ColumnTransformer is particularly handy for the case of datasets that contain heterogeneous data types, since we may want to scale the numeric features and one-hot encode the categorical ones.

In [None]:
from sklearn.preprocessing import StandardScaler, OneHotEncoder
from sklearn.compose import ColumnTransformer

In [None]:
df.info()

In [None]:
df['FastingBS'].value_counts()

In [None]:
col_numeric = ['Age','RestingBP','Cholesterol','MaxHR','Oldpeak']
col_categoric = ['Sex','ChestPainType','FastingBS','RestingECG','ExerciseAngina','ST_Slope']

In [None]:
scaler = StandardScaler()
encoder = OneHotEncoder(drop='first')

In [None]:
preprocessor = ColumnTransformer([
    ('num',scaler,col_numeric),
    ('cat',encoder,col_categoric)
])

# Logistic Regression Model

**Create a base model of Logistic Regression**

In [None]:
from sklearn.linear_model import LogisticRegression

In [None]:
base_model = LogisticRegression(max_iter=1000)

**Create a Pipeline**

In [None]:
from sklearn.pipeline import Pipeline

In [None]:
pipe = Pipeline([('preprocessor',preprocessor),('base_model',base_model)])
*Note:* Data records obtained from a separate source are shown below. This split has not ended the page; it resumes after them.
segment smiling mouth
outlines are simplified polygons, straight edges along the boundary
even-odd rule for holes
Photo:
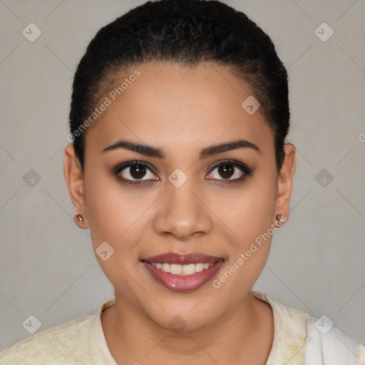
[[[210,281],[225,260],[199,253],[167,253],[140,262],[152,277],[169,290],[191,292]]]
[[[196,272],[201,272],[203,270],[206,270],[210,267],[212,267],[214,264],[210,264],[209,262],[198,262],[197,264],[170,264],[168,262],[164,262],[161,264],[160,262],[149,262],[153,267],[160,269],[164,272],[170,272],[175,275],[193,275]]]

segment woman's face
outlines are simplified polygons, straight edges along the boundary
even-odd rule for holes
[[[138,70],[106,94],[70,193],[116,302],[166,329],[202,328],[248,300],[294,168],[278,178],[273,132],[227,68]]]

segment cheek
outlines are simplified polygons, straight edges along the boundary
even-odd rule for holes
[[[226,233],[235,242],[236,256],[247,250],[274,222],[276,190],[275,174],[262,169],[242,187],[212,200],[212,210],[217,212]]]

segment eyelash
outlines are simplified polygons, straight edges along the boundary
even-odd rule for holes
[[[210,173],[214,171],[217,168],[219,168],[223,165],[231,165],[235,168],[238,168],[242,171],[242,175],[240,178],[234,179],[234,180],[227,180],[227,179],[218,179],[218,184],[234,184],[242,182],[247,178],[247,176],[251,176],[252,175],[252,170],[250,169],[245,163],[241,163],[240,161],[237,161],[235,160],[225,160],[224,161],[220,162],[217,165],[215,165],[210,170]],[[125,178],[122,178],[119,175],[119,174],[125,168],[129,168],[130,166],[138,165],[143,166],[148,168],[150,171],[152,171],[155,175],[157,175],[155,169],[149,164],[143,161],[133,160],[133,161],[128,161],[126,163],[123,163],[120,165],[118,165],[113,170],[113,175],[115,175],[119,180],[120,180],[123,183],[130,184],[132,185],[138,185],[140,184],[145,184],[147,182],[150,182],[150,181],[145,180],[130,180],[128,179],[125,179]],[[215,180],[215,179],[212,179]]]

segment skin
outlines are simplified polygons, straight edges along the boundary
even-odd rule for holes
[[[276,215],[289,217],[295,148],[285,145],[277,174],[273,131],[259,111],[250,115],[242,109],[252,92],[228,68],[153,62],[138,68],[140,76],[87,131],[83,175],[72,144],[65,150],[65,177],[82,227],[90,228],[94,250],[104,241],[115,250],[106,261],[96,255],[115,289],[115,305],[101,316],[110,353],[118,364],[263,365],[272,344],[272,311],[252,288],[271,237],[219,289],[210,282],[195,291],[170,291],[140,259],[197,252],[225,259],[219,278],[275,223]],[[259,152],[241,148],[199,157],[204,148],[239,138]],[[165,158],[122,148],[103,153],[120,139],[161,148]],[[246,163],[252,175],[220,185],[244,173],[237,167],[231,178],[220,175],[215,167],[225,159]],[[134,160],[157,170],[146,170],[144,185],[120,182],[111,173]],[[176,168],[187,177],[180,187],[168,180]],[[119,175],[137,180],[130,172]],[[176,315],[186,324],[183,331],[169,326]]]

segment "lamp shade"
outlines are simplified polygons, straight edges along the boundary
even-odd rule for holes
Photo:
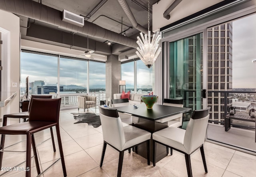
[[[125,85],[125,81],[119,81],[119,85]]]

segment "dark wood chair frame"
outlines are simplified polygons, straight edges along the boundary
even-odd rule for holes
[[[192,154],[195,151],[196,151],[198,148],[200,148],[200,151],[201,151],[201,155],[202,155],[202,158],[203,160],[203,163],[204,163],[204,171],[206,173],[208,173],[207,166],[206,166],[206,162],[205,160],[205,156],[204,155],[204,146],[202,144],[201,146],[197,148],[194,151],[191,153],[190,154],[188,154],[185,152],[183,152],[182,151],[176,149],[171,146],[168,146],[163,143],[162,143],[160,142],[158,142],[155,140],[153,140],[153,166],[154,167],[156,166],[156,143],[159,143],[159,144],[162,144],[164,146],[165,146],[168,148],[170,148],[171,149],[171,155],[172,155],[172,149],[174,149],[176,151],[181,152],[185,155],[185,159],[186,160],[186,165],[187,167],[187,171],[188,172],[188,177],[192,177],[192,168],[191,168],[191,161],[190,160],[190,154]]]
[[[52,95],[31,95],[31,97],[30,98],[30,100],[29,102],[29,104],[28,104],[28,111],[25,112],[18,112],[14,114],[8,114],[4,115],[3,116],[3,126],[6,126],[7,124],[7,119],[8,118],[23,118],[24,120],[24,122],[26,122],[27,118],[28,118],[29,116],[29,110],[31,108],[31,102],[33,100],[34,98],[44,98],[44,99],[51,99],[52,97]],[[51,136],[52,138],[52,148],[53,148],[53,151],[54,152],[56,151],[56,148],[55,147],[55,143],[54,142],[54,137],[53,136],[53,131],[52,131],[52,128],[50,127],[50,131],[51,132]],[[42,143],[45,142],[46,141],[48,140],[48,139],[43,141],[43,142],[41,142],[40,144],[37,144],[36,145],[36,146],[42,144]],[[9,147],[10,147],[13,145],[14,145],[17,143],[15,144],[12,144],[4,148],[2,143],[2,142],[4,142],[5,140],[5,135],[2,134],[1,136],[1,143],[0,144],[0,168],[2,167],[2,162],[3,159],[3,153],[5,151],[4,149],[8,148]],[[23,140],[25,141],[25,140]],[[20,152],[25,152],[26,151],[20,151]]]
[[[111,146],[112,148],[118,151],[119,152],[119,159],[118,160],[118,169],[117,171],[117,177],[121,177],[121,174],[122,173],[122,168],[123,166],[123,161],[124,159],[124,151],[126,150],[128,150],[128,152],[129,153],[131,153],[131,148],[133,148],[134,147],[137,146],[138,145],[139,145],[141,144],[143,144],[146,142],[147,143],[147,159],[148,160],[148,165],[149,165],[150,164],[150,140],[148,140],[144,141],[138,144],[136,144],[135,145],[133,146],[132,146],[122,151],[120,151],[118,149],[112,146],[111,144],[108,143],[106,141],[104,141],[103,144],[103,148],[102,148],[102,152],[101,155],[101,158],[100,159],[100,167],[101,167],[102,166],[102,164],[103,163],[103,159],[104,159],[104,156],[105,155],[105,152],[106,151],[106,149],[107,147],[107,144],[108,144],[109,146]]]
[[[61,159],[62,165],[62,170],[63,172],[63,175],[64,177],[67,176],[67,172],[66,168],[66,165],[65,165],[65,161],[64,160],[64,155],[63,154],[63,151],[62,149],[62,144],[61,143],[61,139],[60,138],[60,126],[59,124],[59,112],[60,112],[60,103],[61,103],[61,98],[57,98],[54,99],[46,99],[46,98],[34,98],[33,99],[33,100],[35,100],[34,101],[37,102],[36,105],[34,106],[34,107],[33,108],[33,106],[32,105],[32,108],[34,108],[34,110],[33,111],[33,116],[35,117],[34,115],[36,114],[40,114],[40,112],[37,113],[38,111],[38,109],[37,108],[37,106],[38,107],[39,105],[40,105],[41,103],[40,102],[38,102],[38,101],[49,101],[52,102],[49,102],[50,103],[49,106],[52,106],[53,104],[58,104],[57,105],[54,104],[55,106],[58,106],[58,108],[56,107],[56,108],[54,108],[54,111],[56,111],[57,112],[54,112],[54,114],[57,114],[56,115],[56,116],[54,118],[56,119],[56,120],[53,120],[54,121],[56,121],[56,122],[48,122],[46,121],[45,123],[44,124],[44,122],[38,122],[38,120],[37,120],[36,118],[33,118],[34,120],[32,120],[31,121],[30,121],[30,119],[29,118],[29,120],[28,122],[23,122],[20,124],[16,124],[14,125],[10,125],[9,126],[5,126],[4,127],[2,127],[0,128],[0,133],[1,133],[2,135],[3,134],[10,134],[10,135],[18,135],[18,134],[26,134],[26,160],[24,161],[23,162],[22,162],[20,164],[20,165],[23,163],[26,162],[26,169],[27,169],[28,168],[29,170],[26,170],[26,177],[31,177],[31,145],[32,146],[32,148],[33,149],[33,151],[34,154],[34,155],[32,157],[34,157],[35,161],[36,163],[36,170],[38,174],[38,176],[40,176],[41,174],[44,173],[46,170],[47,170],[50,167],[52,167],[53,165],[55,163],[58,162],[60,159]],[[50,104],[52,104],[51,105]],[[41,108],[42,109],[42,108]],[[32,110],[32,109],[31,110]],[[39,112],[42,112],[42,110],[39,111]],[[30,112],[30,114],[32,114],[31,112],[32,111]],[[31,118],[31,117],[30,116],[30,118]],[[49,118],[48,119],[49,119]],[[50,120],[48,120],[48,121],[50,121]],[[42,120],[41,121],[42,121]],[[30,122],[32,122],[32,125],[31,126],[29,125]],[[29,124],[28,126],[27,126],[27,124]],[[45,125],[44,125],[45,124]],[[33,125],[34,125],[34,126]],[[39,125],[41,126],[39,126]],[[35,127],[34,127],[34,126]],[[12,127],[11,128],[11,130],[13,130],[14,129],[14,126],[16,126],[16,128],[18,127],[19,126],[21,126],[21,127],[23,128],[23,129],[27,129],[28,130],[26,130],[26,132],[24,132],[24,130],[22,130],[20,131],[20,132],[19,132],[19,130],[18,131],[15,131],[15,132],[13,132],[12,130],[10,130],[9,129],[8,129],[9,127]],[[23,126],[25,126],[25,128],[24,128]],[[42,131],[42,130],[46,129],[47,128],[49,128],[50,127],[52,127],[53,126],[55,126],[56,128],[56,132],[57,134],[57,137],[58,142],[58,144],[59,146],[59,149],[60,150],[60,157],[57,159],[53,163],[52,165],[51,165],[49,167],[47,168],[45,170],[43,171],[42,173],[40,172],[40,168],[39,167],[39,164],[38,160],[38,157],[37,153],[36,152],[36,144],[35,142],[35,138],[34,136],[34,134],[36,132],[39,132],[40,131]],[[1,139],[1,147],[4,147],[4,140],[5,138],[3,139]],[[2,157],[2,159],[0,159],[0,164],[2,165],[2,157],[3,157],[3,151],[2,151],[0,152],[0,153],[2,154],[1,156]],[[8,172],[8,171],[6,171],[5,173],[2,173],[1,175],[3,175],[5,174],[6,173]]]

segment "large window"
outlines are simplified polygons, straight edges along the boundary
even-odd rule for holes
[[[60,57],[60,93],[87,92],[88,61]]]
[[[106,65],[104,63],[89,62],[90,92],[106,91]]]
[[[21,53],[21,97],[25,94],[27,76],[29,76],[30,95],[57,92],[58,59],[56,56]]]
[[[148,69],[141,60],[137,64],[137,92],[148,93],[152,91],[153,73],[152,66]]]
[[[121,79],[126,81],[126,92],[134,92],[134,62],[121,65]]]
[[[28,76],[29,95],[52,94],[62,98],[62,106],[76,105],[77,95],[84,93],[97,96],[97,104],[105,98],[105,63],[22,50],[20,68],[21,98]]]
[[[126,81],[126,91],[146,94],[152,91],[154,65],[148,69],[141,60],[137,60],[121,66],[121,79]]]

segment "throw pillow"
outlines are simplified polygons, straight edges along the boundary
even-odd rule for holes
[[[121,99],[128,98],[128,100],[130,100],[130,91],[128,91],[127,93],[123,91],[123,92],[122,93],[122,95],[121,95]]]

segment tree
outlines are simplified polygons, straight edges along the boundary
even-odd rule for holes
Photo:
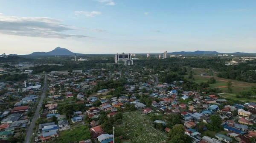
[[[232,93],[232,81],[229,81],[227,83],[227,90],[228,90],[228,92],[229,93]]]
[[[95,107],[98,107],[102,104],[101,102],[100,101],[97,100],[97,101],[96,101],[94,103],[93,103],[93,105]]]
[[[52,116],[52,122],[54,122],[55,123],[58,123],[58,118],[55,116]]]
[[[172,127],[169,132],[169,136],[171,138],[171,143],[192,143],[193,140],[184,134],[184,126],[181,124],[177,124]]]
[[[212,77],[208,80],[208,83],[209,84],[212,84],[216,83],[216,80],[214,77]]]
[[[169,128],[176,124],[182,123],[182,117],[179,114],[172,114],[168,116],[166,126]]]
[[[189,72],[189,76],[188,77],[189,79],[192,79],[193,78],[193,72],[192,71]]]
[[[121,143],[121,140],[119,137],[115,137],[115,143]]]

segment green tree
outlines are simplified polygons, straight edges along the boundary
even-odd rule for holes
[[[54,122],[55,123],[58,123],[58,118],[55,116],[52,116],[52,122]]]
[[[102,104],[101,102],[100,101],[97,100],[97,101],[96,101],[95,102],[94,102],[94,103],[93,103],[93,105],[94,107],[98,107],[101,104]]]
[[[182,123],[182,117],[179,114],[172,114],[168,116],[166,126],[169,128],[173,126]]]
[[[227,83],[227,90],[229,93],[232,93],[233,91],[232,90],[232,81],[229,81]]]
[[[192,143],[192,140],[189,136],[185,134],[184,126],[181,124],[177,124],[172,127],[169,134],[171,139],[171,143]]]

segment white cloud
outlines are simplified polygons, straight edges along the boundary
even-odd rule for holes
[[[101,11],[93,11],[89,12],[86,11],[74,11],[75,14],[78,16],[85,16],[87,17],[95,17],[97,15],[100,15],[102,14]]]
[[[151,31],[151,32],[161,32],[159,30],[152,30],[152,31]]]
[[[239,10],[234,10],[234,11],[228,11],[228,12],[239,12],[239,11],[247,11],[247,10],[248,10],[247,9],[239,9]]]
[[[114,6],[116,4],[113,2],[113,0],[94,0],[100,3],[104,3],[106,5]]]
[[[17,17],[0,15],[0,34],[45,38],[90,37],[82,35],[67,34],[73,30],[105,32],[62,24],[62,20],[47,17]]]

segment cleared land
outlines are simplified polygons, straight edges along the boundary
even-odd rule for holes
[[[228,91],[227,82],[229,81],[231,81],[232,82],[233,93],[231,94],[226,93],[224,95],[221,95],[221,96],[222,97],[243,101],[256,101],[256,99],[239,98],[236,97],[236,95],[239,92],[242,91],[250,90],[251,88],[251,87],[256,86],[256,84],[219,78],[217,76],[216,73],[207,69],[191,68],[191,70],[193,71],[193,77],[195,78],[194,81],[198,83],[200,83],[201,82],[207,82],[210,77],[214,77],[216,80],[216,83],[209,84],[210,87],[219,88],[222,90],[224,93],[226,93]],[[201,76],[202,73],[205,73],[206,75]]]
[[[69,143],[79,141],[90,138],[90,133],[87,126],[60,132],[60,137],[57,143]]]
[[[136,111],[123,114],[123,123],[116,132],[127,136],[133,143],[155,143],[167,140],[167,134],[154,129],[149,116]]]

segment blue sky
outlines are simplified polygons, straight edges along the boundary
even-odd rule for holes
[[[0,0],[0,50],[256,53],[255,0]]]

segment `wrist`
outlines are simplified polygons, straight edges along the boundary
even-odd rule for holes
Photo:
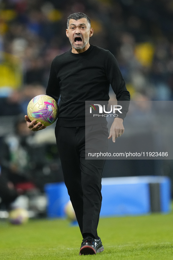
[[[116,120],[116,121],[119,120],[120,121],[121,121],[122,122],[123,122],[123,119],[122,118],[120,118],[119,117],[115,117],[114,118],[114,120]]]

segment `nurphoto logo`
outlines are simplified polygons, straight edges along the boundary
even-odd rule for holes
[[[94,104],[93,105],[92,104],[89,104],[90,107],[90,113],[92,113],[92,108],[93,109],[95,112],[96,111],[96,108],[95,106],[98,106],[98,108],[99,109],[99,114],[103,114],[103,106],[101,105],[100,105],[100,104]],[[97,107],[97,110],[98,110],[98,108]],[[119,105],[111,105],[111,106],[110,111],[106,111],[105,110],[105,105],[103,105],[103,111],[106,114],[102,115],[98,115],[98,114],[94,114],[93,115],[93,116],[98,116],[107,117],[109,116],[109,115],[110,115],[111,116],[112,115],[113,115],[115,117],[116,117],[118,116],[118,115],[115,114],[116,111],[118,111],[120,113],[122,113],[121,111],[120,111],[122,109],[122,106],[120,106]],[[113,114],[109,113],[111,113],[112,112],[113,112]]]

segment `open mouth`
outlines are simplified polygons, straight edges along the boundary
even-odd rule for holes
[[[74,39],[75,43],[81,43],[82,40],[81,37],[76,37]]]

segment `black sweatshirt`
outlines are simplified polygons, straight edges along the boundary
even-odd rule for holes
[[[118,101],[130,98],[117,61],[109,51],[91,45],[81,53],[71,50],[53,60],[46,89],[46,94],[56,101],[61,94],[57,123],[60,126],[85,125],[85,101],[108,101],[110,84]],[[123,119],[128,107],[121,114]]]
Perform a grid-search with the pipeline to test various parameters and report back the best performing parameters.

In [None]:
from sklearn.model_selection import GridSearchCV

In [None]:
parameters = ({'base_model__C': [0.001,0.01,0.1,1,10],
               'base_model__penalty': ['l1','l2','elasticnet'],
               'base_model__solver': ['newton-cg', 'lbfgs', 'liblinear', 'sag', 'saga']
              })

In [None]:
grid = GridSearchCV(estimator=pipe,param_grid=parameters,scoring='accuracy',cv=5)

In [None]:
grid.fit(X_train,y_train)

Find the best estimator and best parameters

In [None]:
grid.best_estimator_

In [None]:
grid.best_estimator_.get_params()

# Cross Validation Results

In [None]:
cv_results = pd.DataFrame(grid.cv_results_)

In [None]:
cv_results.info()

**Result: C Values**

In [None]:
cv_c = cv_results.groupby('param_base_model__C').agg('mean')['mean_test_score']
cv_c

**Result : Penalty**

In [None]:
cv_penalty = cv_results.groupby('param_base_model__penalty').agg('mean')['mean_test_score']
cv_penalty

**Result: Solver**

In [None]:
cv_solver = cv_results.groupby('param_base_model__solver').agg('mean')['mean_test_score']
cv_solver

# Final Model Evaluation

In [None]:
y_pred = grid.predict(X_test)

In [None]:
from sklearn.metrics import classification_report,confusion_matrix,plot_confusion_matrix

In [None]:
confusion_matrix(y_test,y_pred)

In [None]:
print(classification_report(y_test,y_pred))

In [None]:
plot_confusion_matrix(grid,X_test,y_test)

In [None]:
from sklearn.metrics import accuracy_score,f1_score

In [None]:
accuracy_score(y_test,y_pred)

In [None]:
f1_score(y_test,y_pred)

# CONCLUSION

1. The best parameters of Logistic Regression in this model are combination of C = 1, penalty = 'l2', and solver = 'newton-cg'.
1. The model performs quite well in predicting the unseen data (X_test), with accuracy of 84.78% and f1 score of 86.79%.